Austin jokes that the paper has a staff of two-and-a-half people. He's responsible for reporting, page layout and design, editing and some advertising sales, while Susan runs the office, takes care of bookkeeping and also sells ads. They both shoot photos and distribute the paper. A part-time employee sells ads and does marketing.

Each Thursday, either Jonathan or Susan drives about an hour to the press, and then newspapers are delivered to retailers. On Thursday evenings, Jonathan and Susan sit together folding papers for delivery while watching television. "For 13 cents a paper, the post office delivers them. We used to drive them to everyone's homes. It could take 12 to 14 hours. That was righteous."

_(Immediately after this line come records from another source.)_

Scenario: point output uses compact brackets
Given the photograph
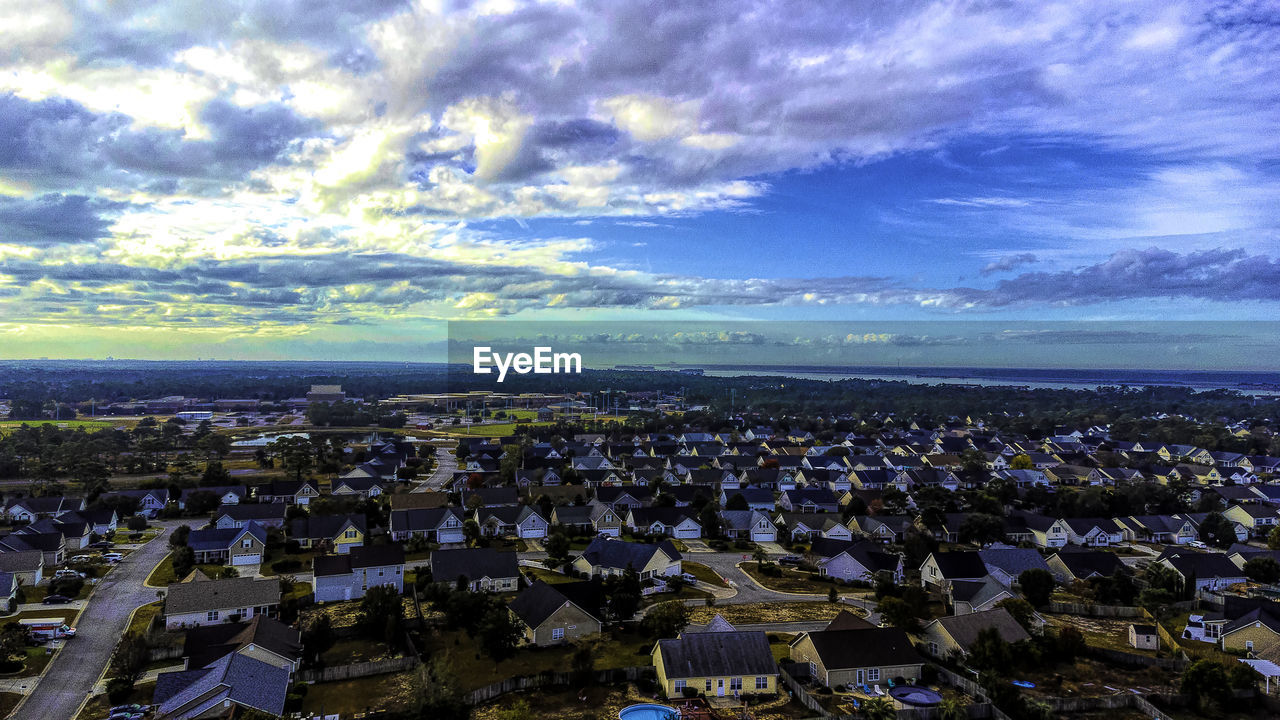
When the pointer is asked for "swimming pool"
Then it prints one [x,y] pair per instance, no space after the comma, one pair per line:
[648,711]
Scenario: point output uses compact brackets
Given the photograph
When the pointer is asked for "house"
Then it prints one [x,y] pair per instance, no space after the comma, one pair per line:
[209,602]
[606,520]
[572,518]
[266,514]
[1257,518]
[350,575]
[1143,637]
[339,532]
[854,560]
[716,664]
[231,546]
[969,596]
[558,614]
[607,557]
[856,657]
[670,522]
[295,492]
[236,680]
[8,591]
[261,638]
[480,569]
[956,633]
[26,565]
[941,568]
[1005,564]
[1072,566]
[435,524]
[225,495]
[31,509]
[1203,570]
[519,520]
[1095,532]
[809,500]
[748,524]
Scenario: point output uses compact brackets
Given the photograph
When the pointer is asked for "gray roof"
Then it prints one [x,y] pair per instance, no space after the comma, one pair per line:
[707,655]
[234,677]
[218,595]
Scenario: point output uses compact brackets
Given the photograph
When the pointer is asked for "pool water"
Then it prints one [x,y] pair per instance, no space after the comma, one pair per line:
[648,711]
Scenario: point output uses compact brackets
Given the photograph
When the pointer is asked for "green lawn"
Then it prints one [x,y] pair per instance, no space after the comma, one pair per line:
[703,573]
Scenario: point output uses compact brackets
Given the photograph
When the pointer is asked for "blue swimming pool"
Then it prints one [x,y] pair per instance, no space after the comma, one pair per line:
[648,711]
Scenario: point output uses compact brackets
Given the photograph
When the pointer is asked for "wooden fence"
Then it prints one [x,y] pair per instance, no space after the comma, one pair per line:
[357,670]
[553,679]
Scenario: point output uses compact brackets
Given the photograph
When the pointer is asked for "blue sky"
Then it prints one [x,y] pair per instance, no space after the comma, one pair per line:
[274,180]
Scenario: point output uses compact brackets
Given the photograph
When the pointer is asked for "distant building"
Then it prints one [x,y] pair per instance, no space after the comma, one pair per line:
[327,393]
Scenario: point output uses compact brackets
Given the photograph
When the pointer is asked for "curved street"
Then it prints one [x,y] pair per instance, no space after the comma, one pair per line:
[72,674]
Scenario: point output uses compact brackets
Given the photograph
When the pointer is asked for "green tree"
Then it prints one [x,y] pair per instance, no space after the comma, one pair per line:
[666,620]
[1037,586]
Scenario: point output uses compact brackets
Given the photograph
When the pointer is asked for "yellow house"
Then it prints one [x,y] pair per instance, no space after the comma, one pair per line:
[726,662]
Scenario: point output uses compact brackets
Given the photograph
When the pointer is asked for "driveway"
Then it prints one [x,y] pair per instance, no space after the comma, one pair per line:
[76,669]
[446,464]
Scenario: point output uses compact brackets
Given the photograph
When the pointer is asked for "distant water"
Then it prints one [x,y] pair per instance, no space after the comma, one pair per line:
[1247,382]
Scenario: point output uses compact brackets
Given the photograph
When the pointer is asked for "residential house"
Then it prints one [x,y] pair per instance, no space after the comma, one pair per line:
[956,633]
[350,575]
[670,522]
[607,557]
[481,569]
[748,524]
[716,664]
[209,602]
[856,659]
[265,514]
[263,638]
[236,682]
[435,524]
[558,614]
[337,532]
[231,546]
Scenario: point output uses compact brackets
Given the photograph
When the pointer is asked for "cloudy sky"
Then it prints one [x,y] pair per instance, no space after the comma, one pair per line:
[333,180]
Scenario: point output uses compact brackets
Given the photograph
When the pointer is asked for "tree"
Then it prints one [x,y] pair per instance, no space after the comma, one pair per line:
[1217,531]
[499,633]
[1206,682]
[382,614]
[1037,586]
[129,659]
[991,652]
[1262,570]
[666,620]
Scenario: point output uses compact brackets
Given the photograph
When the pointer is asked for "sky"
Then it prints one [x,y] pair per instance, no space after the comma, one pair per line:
[337,180]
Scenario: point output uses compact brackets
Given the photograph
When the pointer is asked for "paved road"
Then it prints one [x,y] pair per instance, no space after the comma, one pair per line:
[446,464]
[71,677]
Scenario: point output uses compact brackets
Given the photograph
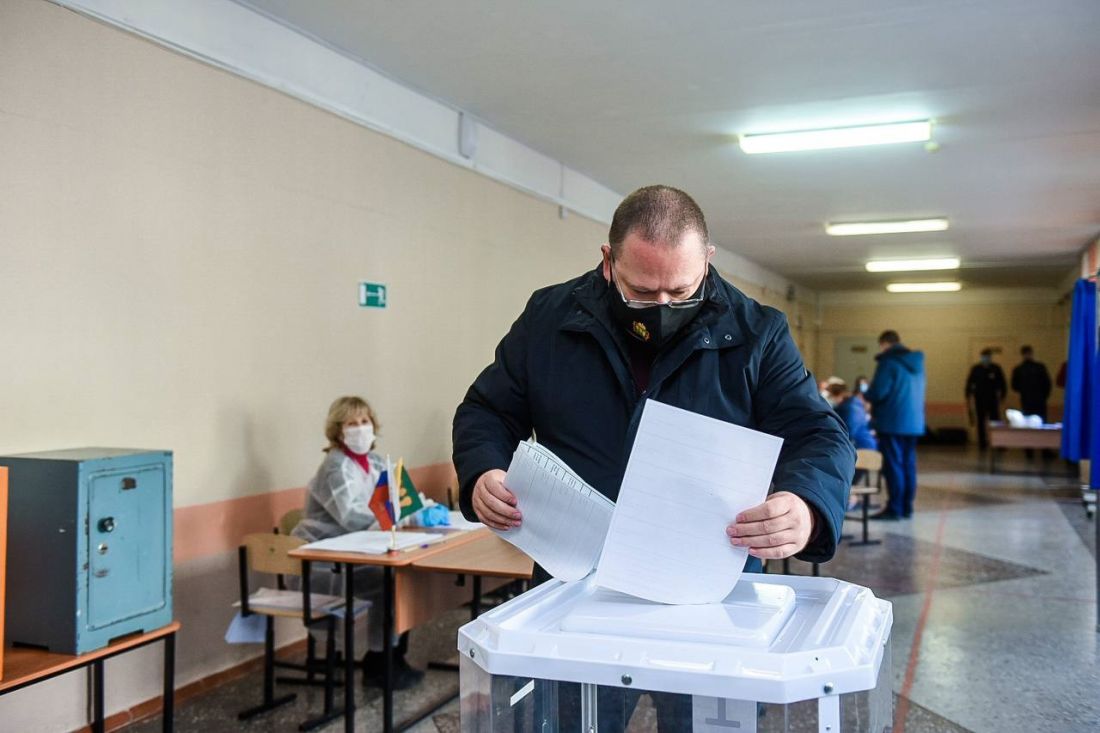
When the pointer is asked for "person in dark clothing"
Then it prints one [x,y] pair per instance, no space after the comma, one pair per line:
[986,387]
[1033,382]
[897,397]
[655,320]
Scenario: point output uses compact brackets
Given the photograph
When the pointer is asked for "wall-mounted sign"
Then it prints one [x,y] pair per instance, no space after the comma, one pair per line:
[372,295]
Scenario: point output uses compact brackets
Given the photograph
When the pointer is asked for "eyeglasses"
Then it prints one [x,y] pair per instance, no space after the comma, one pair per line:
[689,303]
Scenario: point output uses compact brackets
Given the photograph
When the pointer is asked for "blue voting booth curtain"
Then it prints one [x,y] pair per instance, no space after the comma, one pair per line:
[1095,465]
[1079,412]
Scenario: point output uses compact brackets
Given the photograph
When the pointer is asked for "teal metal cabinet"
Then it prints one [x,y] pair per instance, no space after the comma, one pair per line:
[89,546]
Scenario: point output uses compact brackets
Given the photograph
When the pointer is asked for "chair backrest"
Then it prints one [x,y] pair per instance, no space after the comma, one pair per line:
[868,459]
[266,553]
[289,521]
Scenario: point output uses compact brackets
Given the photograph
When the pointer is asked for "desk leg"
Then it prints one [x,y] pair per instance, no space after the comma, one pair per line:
[349,647]
[97,697]
[387,649]
[167,719]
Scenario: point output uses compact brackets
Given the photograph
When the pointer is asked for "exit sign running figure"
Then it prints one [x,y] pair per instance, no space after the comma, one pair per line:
[372,295]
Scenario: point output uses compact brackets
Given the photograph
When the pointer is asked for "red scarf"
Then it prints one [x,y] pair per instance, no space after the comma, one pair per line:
[362,459]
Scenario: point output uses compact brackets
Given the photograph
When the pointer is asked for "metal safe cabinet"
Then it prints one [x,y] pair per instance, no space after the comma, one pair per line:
[89,546]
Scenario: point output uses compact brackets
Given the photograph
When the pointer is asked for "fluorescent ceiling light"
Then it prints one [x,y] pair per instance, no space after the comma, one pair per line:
[924,287]
[855,228]
[911,265]
[867,134]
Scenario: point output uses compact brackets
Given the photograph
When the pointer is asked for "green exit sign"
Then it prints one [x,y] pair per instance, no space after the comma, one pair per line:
[372,295]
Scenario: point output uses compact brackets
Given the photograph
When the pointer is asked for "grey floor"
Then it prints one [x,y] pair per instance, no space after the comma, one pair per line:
[993,591]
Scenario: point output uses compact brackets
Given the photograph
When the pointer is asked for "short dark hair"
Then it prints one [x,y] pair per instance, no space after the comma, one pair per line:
[657,214]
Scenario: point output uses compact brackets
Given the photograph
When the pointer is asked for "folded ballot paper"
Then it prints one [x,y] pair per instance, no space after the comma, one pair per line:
[688,477]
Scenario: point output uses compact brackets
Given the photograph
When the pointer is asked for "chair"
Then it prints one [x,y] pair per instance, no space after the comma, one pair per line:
[267,554]
[868,460]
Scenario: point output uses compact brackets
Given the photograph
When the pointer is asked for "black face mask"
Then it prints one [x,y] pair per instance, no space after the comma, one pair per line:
[655,326]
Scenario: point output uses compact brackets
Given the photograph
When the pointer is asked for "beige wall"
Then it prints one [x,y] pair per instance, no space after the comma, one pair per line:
[950,336]
[180,251]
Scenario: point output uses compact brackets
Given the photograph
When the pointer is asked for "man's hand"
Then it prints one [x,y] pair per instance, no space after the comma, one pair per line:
[494,504]
[780,527]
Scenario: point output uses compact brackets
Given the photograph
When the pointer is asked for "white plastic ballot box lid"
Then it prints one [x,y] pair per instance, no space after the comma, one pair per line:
[776,638]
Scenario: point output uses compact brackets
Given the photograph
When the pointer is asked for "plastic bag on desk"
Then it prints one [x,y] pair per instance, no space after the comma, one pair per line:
[437,515]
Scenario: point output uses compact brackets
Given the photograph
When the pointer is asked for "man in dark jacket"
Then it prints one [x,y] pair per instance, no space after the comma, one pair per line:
[656,321]
[897,397]
[986,386]
[1033,382]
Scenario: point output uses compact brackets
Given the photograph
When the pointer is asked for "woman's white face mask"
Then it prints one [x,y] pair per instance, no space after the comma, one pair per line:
[360,438]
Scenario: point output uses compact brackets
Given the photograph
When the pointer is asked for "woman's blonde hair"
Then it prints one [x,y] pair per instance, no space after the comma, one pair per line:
[340,412]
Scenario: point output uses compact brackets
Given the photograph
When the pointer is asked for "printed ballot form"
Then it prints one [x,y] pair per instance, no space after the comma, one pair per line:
[688,478]
[564,520]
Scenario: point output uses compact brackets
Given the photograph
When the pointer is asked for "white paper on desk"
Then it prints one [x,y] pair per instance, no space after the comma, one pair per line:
[564,518]
[689,476]
[372,542]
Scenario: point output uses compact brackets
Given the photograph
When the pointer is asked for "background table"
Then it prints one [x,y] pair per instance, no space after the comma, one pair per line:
[411,593]
[1001,435]
[26,666]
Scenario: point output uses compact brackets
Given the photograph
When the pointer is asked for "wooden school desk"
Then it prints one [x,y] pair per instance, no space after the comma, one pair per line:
[414,591]
[24,667]
[1001,435]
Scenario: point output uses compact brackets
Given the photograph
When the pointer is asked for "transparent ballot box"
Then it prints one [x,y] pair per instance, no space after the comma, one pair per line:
[781,653]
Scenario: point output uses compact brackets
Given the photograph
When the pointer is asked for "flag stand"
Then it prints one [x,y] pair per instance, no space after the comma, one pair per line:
[393,505]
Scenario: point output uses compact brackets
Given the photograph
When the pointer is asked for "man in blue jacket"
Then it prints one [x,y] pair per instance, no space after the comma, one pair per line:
[656,321]
[897,397]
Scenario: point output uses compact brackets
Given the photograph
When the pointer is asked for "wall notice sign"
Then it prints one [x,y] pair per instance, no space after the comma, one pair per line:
[372,295]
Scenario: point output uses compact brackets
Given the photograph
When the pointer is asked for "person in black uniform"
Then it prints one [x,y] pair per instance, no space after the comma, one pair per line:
[1033,382]
[987,387]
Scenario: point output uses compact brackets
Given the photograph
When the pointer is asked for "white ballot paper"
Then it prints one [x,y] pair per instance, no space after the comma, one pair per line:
[373,542]
[688,478]
[564,518]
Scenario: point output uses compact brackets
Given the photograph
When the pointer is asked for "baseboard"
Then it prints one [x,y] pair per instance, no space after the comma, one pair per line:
[153,707]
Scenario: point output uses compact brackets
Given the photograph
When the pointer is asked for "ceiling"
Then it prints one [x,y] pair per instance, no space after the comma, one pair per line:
[651,91]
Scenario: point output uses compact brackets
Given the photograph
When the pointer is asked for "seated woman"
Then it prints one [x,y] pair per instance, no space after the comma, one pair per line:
[337,503]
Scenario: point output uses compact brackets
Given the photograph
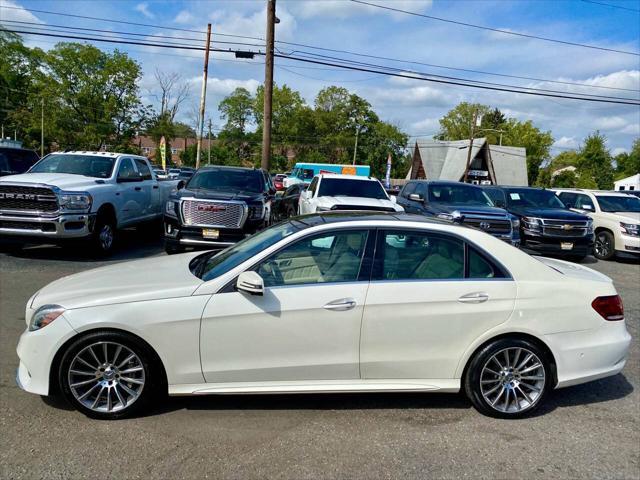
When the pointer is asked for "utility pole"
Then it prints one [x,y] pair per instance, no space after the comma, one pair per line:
[209,144]
[355,147]
[473,128]
[203,96]
[41,127]
[268,84]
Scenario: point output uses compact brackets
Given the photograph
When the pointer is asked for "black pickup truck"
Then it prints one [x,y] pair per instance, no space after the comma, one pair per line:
[546,225]
[218,207]
[459,202]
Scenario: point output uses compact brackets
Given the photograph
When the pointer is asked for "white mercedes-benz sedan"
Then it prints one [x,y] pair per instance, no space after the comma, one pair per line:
[342,302]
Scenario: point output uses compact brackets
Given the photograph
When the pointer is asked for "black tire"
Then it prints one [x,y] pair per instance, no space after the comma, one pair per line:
[151,374]
[173,249]
[604,247]
[510,386]
[104,235]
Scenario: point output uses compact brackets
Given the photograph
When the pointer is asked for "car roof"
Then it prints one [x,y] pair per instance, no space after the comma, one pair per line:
[348,177]
[315,219]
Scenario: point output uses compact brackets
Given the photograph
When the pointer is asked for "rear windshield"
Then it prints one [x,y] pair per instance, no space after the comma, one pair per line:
[15,160]
[346,187]
[532,197]
[244,180]
[622,203]
[87,165]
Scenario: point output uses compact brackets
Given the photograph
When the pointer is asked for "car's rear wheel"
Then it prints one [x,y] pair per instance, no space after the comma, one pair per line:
[604,246]
[108,375]
[508,378]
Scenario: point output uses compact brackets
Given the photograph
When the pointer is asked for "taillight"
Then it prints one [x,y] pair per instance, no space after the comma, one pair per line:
[609,307]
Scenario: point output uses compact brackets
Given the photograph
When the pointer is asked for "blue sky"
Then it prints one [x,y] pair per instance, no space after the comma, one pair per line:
[414,106]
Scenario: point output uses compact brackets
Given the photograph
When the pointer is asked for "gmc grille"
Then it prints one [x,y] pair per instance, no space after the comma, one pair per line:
[490,225]
[564,228]
[213,214]
[23,198]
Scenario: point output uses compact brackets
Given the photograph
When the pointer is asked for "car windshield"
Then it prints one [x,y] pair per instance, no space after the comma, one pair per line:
[621,203]
[241,180]
[208,267]
[458,194]
[15,160]
[87,165]
[532,197]
[347,187]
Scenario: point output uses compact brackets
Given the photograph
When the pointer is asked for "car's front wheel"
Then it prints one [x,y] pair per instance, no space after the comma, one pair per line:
[508,378]
[108,375]
[604,246]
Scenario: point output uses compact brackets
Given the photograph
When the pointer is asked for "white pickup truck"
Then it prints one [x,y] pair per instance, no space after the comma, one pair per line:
[81,195]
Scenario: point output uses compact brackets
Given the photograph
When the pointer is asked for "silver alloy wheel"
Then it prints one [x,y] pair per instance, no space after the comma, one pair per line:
[106,377]
[602,245]
[512,380]
[106,236]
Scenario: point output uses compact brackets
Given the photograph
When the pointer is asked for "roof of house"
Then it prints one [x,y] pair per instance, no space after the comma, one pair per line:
[448,160]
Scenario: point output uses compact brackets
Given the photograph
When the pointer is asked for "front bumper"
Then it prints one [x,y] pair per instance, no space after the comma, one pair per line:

Prior to starting the Yancey County News, Austin worked for small dailies and spent five years as copy editor and senior producer at CNN.com. But after 30 years as a journalist, Austin enjoys being his own boss, "I'm not averse to starting the day late," he says. "It's a wonderful luxury." He also has the luxury of being able to work from home surrounded by his six dogs or bring the dogs to the office.

On most days, four of the couple's dogs are on the scene. "Many people stop by just to see the Jack Russell puppy. It's a fun office; we never know who will walk in. It is the classic sense of a family-run newspaper."